Personally I don't believe that there is an issue understanding Genesis with our present understanding of cosmology. There are a plethora of scientific hypothesis and theories attempting to explain origins but all have serious issues that need to be explained. Secondly, there are quite a few of these theories that point to a "designer" but are only viewed under the naturalistic priori.
The grammar of Gen. 1 and 2 does not support days longer than an evening-morning cycle unless one uses the words semantic range definitions outside of their context and ignore modifiers (or lack of them).
Here is what we have grammatically:
1. God created the heavens and the Earth. Verse 1.

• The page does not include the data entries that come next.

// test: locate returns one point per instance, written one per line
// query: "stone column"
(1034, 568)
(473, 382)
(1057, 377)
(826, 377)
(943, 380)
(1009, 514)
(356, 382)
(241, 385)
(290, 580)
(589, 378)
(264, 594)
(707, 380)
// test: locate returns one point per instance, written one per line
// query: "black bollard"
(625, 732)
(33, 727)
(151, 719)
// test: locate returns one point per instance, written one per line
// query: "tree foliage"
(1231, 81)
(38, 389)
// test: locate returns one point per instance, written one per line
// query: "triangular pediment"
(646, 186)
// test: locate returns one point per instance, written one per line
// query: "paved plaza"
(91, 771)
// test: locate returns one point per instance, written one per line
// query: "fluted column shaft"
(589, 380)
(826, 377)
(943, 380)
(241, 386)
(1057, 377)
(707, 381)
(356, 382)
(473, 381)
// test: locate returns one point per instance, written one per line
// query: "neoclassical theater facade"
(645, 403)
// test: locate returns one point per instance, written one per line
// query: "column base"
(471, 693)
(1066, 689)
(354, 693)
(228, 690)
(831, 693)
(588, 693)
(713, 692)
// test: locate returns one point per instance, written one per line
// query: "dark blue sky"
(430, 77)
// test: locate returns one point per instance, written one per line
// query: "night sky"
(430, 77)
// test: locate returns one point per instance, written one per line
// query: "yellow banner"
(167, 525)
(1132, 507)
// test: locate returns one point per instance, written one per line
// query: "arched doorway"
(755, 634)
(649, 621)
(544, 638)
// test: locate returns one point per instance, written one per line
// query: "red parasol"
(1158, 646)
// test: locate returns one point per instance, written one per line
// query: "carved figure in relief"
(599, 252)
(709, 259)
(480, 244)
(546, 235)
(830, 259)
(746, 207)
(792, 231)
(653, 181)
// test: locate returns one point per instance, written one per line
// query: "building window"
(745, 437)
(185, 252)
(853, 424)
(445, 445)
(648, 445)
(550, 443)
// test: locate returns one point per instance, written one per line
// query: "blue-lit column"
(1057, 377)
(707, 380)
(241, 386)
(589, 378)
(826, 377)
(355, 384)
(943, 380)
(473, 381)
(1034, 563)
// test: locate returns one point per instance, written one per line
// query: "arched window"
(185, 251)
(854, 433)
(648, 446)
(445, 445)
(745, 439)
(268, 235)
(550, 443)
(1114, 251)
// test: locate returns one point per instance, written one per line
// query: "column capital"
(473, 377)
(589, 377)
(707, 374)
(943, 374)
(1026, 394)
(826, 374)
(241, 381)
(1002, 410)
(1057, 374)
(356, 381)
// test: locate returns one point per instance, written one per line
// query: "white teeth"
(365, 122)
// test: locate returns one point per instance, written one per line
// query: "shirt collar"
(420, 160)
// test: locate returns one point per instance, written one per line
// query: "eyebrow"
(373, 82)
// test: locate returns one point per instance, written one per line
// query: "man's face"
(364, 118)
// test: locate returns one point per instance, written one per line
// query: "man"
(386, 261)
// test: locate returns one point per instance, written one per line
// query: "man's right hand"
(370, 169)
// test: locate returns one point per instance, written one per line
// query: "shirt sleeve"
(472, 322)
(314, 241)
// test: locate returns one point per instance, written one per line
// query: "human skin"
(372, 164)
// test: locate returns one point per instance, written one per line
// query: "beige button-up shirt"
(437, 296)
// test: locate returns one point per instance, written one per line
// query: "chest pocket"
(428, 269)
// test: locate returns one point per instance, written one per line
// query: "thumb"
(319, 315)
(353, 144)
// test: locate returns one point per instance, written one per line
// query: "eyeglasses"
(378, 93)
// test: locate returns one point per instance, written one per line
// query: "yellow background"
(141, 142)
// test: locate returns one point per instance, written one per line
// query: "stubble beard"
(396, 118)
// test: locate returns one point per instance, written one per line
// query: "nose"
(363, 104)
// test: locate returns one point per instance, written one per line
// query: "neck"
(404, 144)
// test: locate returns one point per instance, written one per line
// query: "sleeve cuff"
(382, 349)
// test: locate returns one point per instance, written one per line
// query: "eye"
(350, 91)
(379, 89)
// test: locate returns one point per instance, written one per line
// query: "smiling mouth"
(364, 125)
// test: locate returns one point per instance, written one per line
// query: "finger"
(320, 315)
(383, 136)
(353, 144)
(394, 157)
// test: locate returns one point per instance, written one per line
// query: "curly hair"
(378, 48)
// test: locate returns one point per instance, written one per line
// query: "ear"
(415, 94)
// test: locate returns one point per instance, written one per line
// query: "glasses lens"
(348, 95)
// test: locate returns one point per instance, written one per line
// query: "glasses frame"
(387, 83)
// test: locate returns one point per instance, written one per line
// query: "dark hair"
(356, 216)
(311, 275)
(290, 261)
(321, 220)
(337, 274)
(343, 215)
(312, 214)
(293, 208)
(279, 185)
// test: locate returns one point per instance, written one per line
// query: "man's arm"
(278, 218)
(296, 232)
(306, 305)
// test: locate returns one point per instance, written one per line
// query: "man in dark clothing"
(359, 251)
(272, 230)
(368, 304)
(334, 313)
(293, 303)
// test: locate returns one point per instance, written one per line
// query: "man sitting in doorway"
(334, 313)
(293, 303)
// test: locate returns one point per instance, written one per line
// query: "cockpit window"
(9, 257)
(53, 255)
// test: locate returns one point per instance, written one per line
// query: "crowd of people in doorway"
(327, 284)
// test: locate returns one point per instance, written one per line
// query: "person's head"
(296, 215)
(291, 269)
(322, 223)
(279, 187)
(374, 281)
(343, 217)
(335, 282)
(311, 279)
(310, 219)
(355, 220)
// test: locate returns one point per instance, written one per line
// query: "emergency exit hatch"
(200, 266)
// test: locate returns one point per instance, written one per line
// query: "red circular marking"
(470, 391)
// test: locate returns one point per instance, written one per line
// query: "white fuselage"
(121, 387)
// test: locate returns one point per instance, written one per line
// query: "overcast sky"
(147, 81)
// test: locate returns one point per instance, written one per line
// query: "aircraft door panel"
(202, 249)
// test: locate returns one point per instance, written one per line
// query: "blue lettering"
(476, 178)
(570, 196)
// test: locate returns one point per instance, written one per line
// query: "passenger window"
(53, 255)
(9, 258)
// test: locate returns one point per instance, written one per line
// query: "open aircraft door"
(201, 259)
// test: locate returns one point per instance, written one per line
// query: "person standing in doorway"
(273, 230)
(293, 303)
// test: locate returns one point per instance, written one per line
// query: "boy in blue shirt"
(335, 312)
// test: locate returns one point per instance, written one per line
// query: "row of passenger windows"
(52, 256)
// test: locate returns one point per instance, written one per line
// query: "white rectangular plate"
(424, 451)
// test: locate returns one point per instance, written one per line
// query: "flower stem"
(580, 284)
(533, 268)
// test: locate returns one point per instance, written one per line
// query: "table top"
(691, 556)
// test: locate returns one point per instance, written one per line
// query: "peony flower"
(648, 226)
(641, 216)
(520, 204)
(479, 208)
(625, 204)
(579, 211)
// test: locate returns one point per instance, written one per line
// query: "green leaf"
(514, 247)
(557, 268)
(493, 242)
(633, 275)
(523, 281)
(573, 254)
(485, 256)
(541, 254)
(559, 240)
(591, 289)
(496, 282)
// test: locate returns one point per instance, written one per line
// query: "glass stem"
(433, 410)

2. The Earth was void, dark, and water covered the globe. Verse 2.
3. The Spirit of God hovered over the waters (plural). The waters covered the globe therefore the Spirit hovering covered the globe. Verse 2.
4. God created light prior to the "grater light (generally understood as the sun) and the "lesser" light (normally understood as the moon). Verse 3.
5. God called the light good and separated the light from the darkness. Verse 4.
6. God named the light day and the darkness night. He defined one day as an evening-morning cycle. Verse 5.
Verse 1 describes the action while verse 2 describes the condition after the action. Verse 3 and 4 describe the actions and verse 5 defines the actions. There is no textual evidence of any "time" in between actions nor is there any textual evidence that God's definition of one day differs from what we consider one day today. None of today's scientific theories have refuted a literal reading of Genesis nor is the text hard to understand given our present state of knowledge.
Now, delving into today's scientific theories are beyond the scope of your OP but we can certainly discuss them if you wish, however, I stopped debating in this forum a long time ago because of the "fanaticism" of the naturalistic priori so I can't guarantee that I will continue if it heads that direction.